Legislative Instruments Act 2003

Items 18 and 20 Subsection 44(2) (table item 10) and subsection 54(2) (table item 12)

92. Table item 10 and table item 12 are amended by omitting "paragraph 153J(1)(c), 153L(1)(c), 153P(2)(c) or 153Q(1)(c),", and substituting "paragraph 153L(1)(c), 153P(2)(c), 153Q(1)(c) or section 153ZIH(2)".

93. The table in subsection 44(2) of the Legislative Instruments Act 2003 (the LI Act) sets out those legislative instruments that are exempt from the disallowance procedures set out in the LI Act. The table in subsection 54(2) of the Legislative Instruments Act 2003 (the LI Act) sets out those legislative instruments that are exempt from the sunsetting procedures set out in the LI Act. These amendments will update the reference to paragraph 153J(1)(c) (which is being repealed by item 6 of Part 3 of this Bill) in these table items with new section 153ZIH (2) (which replaces paragraph 153J(1)(c)).

Item 19 and 21 Subsection 44(2) (table item 11) and subsection 54(2) (table item 13)

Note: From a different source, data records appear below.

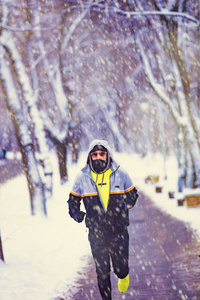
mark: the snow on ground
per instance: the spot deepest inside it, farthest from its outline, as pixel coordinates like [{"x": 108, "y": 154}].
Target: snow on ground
[{"x": 43, "y": 255}]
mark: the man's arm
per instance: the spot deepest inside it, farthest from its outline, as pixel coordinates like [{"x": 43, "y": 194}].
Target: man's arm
[
  {"x": 130, "y": 192},
  {"x": 74, "y": 201},
  {"x": 131, "y": 198}
]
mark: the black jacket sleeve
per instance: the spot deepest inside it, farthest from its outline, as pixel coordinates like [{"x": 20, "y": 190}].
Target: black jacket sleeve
[
  {"x": 131, "y": 198},
  {"x": 74, "y": 203}
]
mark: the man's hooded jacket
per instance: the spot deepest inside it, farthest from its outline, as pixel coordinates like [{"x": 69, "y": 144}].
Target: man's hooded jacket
[{"x": 122, "y": 196}]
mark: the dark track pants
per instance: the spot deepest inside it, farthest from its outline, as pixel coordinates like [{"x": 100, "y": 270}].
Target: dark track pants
[{"x": 103, "y": 248}]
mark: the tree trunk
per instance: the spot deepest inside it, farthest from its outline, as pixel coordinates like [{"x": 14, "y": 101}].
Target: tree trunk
[
  {"x": 21, "y": 125},
  {"x": 1, "y": 249}
]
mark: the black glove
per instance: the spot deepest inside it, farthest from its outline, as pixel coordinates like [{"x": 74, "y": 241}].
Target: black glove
[{"x": 80, "y": 216}]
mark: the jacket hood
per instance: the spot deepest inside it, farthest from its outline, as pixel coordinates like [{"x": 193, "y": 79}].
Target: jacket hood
[{"x": 104, "y": 143}]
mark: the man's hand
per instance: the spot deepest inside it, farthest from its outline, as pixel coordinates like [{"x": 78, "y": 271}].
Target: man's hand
[{"x": 80, "y": 216}]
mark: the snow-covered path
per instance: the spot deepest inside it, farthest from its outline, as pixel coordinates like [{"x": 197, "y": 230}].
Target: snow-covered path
[{"x": 43, "y": 256}]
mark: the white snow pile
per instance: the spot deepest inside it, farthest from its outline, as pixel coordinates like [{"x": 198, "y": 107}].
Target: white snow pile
[{"x": 44, "y": 255}]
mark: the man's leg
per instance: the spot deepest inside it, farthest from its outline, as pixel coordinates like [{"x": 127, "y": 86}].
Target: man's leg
[
  {"x": 101, "y": 257},
  {"x": 119, "y": 251}
]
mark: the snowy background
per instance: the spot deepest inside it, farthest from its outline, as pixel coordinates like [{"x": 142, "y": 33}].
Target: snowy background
[{"x": 44, "y": 255}]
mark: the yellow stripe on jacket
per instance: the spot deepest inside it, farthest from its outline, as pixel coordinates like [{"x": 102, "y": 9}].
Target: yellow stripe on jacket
[{"x": 103, "y": 184}]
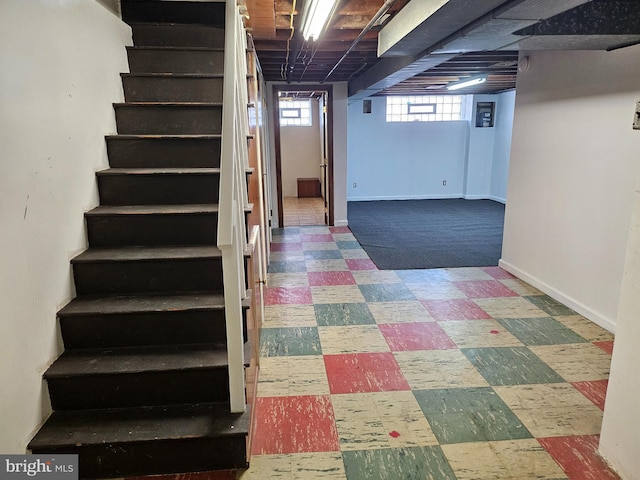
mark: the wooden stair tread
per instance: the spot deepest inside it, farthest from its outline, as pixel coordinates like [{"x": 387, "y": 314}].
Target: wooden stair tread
[
  {"x": 160, "y": 171},
  {"x": 123, "y": 254},
  {"x": 107, "y": 210},
  {"x": 118, "y": 304},
  {"x": 140, "y": 424},
  {"x": 130, "y": 360}
]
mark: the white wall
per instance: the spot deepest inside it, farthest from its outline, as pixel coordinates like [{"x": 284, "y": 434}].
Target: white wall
[
  {"x": 620, "y": 436},
  {"x": 574, "y": 159},
  {"x": 59, "y": 66},
  {"x": 480, "y": 154},
  {"x": 300, "y": 150},
  {"x": 502, "y": 146},
  {"x": 340, "y": 133}
]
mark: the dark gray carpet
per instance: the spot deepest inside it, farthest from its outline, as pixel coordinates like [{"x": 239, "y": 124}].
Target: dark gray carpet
[{"x": 411, "y": 234}]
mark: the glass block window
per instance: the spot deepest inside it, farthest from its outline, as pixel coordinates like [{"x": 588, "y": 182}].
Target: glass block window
[
  {"x": 295, "y": 113},
  {"x": 426, "y": 108}
]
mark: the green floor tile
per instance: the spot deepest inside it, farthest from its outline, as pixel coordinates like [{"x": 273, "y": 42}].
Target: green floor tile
[
  {"x": 459, "y": 415},
  {"x": 410, "y": 463},
  {"x": 276, "y": 342},
  {"x": 341, "y": 314},
  {"x": 540, "y": 331},
  {"x": 511, "y": 366},
  {"x": 322, "y": 254},
  {"x": 550, "y": 305},
  {"x": 287, "y": 266},
  {"x": 391, "y": 292},
  {"x": 347, "y": 244}
]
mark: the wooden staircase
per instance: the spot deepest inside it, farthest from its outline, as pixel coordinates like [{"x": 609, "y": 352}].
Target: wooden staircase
[{"x": 143, "y": 385}]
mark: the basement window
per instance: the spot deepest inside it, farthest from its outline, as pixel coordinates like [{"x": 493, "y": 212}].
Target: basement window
[
  {"x": 426, "y": 108},
  {"x": 295, "y": 113}
]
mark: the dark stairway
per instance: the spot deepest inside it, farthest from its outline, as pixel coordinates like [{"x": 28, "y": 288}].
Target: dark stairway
[{"x": 142, "y": 387}]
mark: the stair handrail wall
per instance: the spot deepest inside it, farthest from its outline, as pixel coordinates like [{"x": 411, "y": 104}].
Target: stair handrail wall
[{"x": 233, "y": 199}]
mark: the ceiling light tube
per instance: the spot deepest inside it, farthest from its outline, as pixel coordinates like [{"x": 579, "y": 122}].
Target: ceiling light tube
[
  {"x": 467, "y": 82},
  {"x": 317, "y": 14}
]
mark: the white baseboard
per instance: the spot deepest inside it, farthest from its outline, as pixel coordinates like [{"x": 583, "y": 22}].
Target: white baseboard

94. Table item 11 and table item 13 are repealed.

95. As previously mentioned, the tables in subsection 44(2) and 54(2) of the LI Act set out those legislative instruments that are exempt from disallowance and sunsetting. Table item 11 in subsection 44(2) and table item 13 in subsection 54(2) currently refer to the revocations of determinations made under section 153K and 153LA of the Customs Act.

96. However, these determinations are not legislative instruments because they only apply to particular manufactured goods in particular circumstances. Current section 153K is being remade by this Bill in new section 153ZII and new subsection 153ZII(3) will expressly state that such a determination is not a legislative instrument. Therefore, the revocation of these determinations is also not a legislative instrument so the continuing reference to their revocation in the tables in subsection 44(2) and 54(2) of the LI Act is superfluous and is being removed.

Part 4-Application and transitional provisions

Item 22 Application

97. Item 22(1) provides that the amendments made by items 1 and 3 to 17 apply in relation to goods imported into Australia on or after 1 January 2007. If goods are imported before 1 January 2007 and are still in a warehouse on that date, the new rules set out in items 1 and 3 to 17 will not apply to them.

98. Item 22(2) provides that the amendment made by item 2 applies in relation to goods exported to New Zealand on or after 1 January 2007 (whether the goods were produced or manufactured before, on or after that day).

99. Item 22(3) provides that the repeal of Subdivision G of Division 1E of Part VIII of the Customs Act 1901 on 1 January 2012 applies in relation to:

a.
goods imported into Australia on or after 1 January 2012; and
b.
goods imported into Australia before 1 January 2012, where the time for working out the rate of import duty on the goods had not occurred before 1 January 2012.

Therefore, even if goods were imported into Australia before 1 January 2012 and were still in a warehouse on that date, the rules set out in Subdivision G will not apply to those goods when they are entered into home consumption on or after 1 January 2012.

Item 23 Transitional-manufactured raw materials

100. Item 23 provides that despite the repeal of section 153J of the Customs Act 1901 made by this Schedule, a determination in force under paragraph 153J(1)(c) of that Act immediately before the commencement of this item continues in force after that commencement as if it were a determination made under subsection 153ZIH(2) of that Act.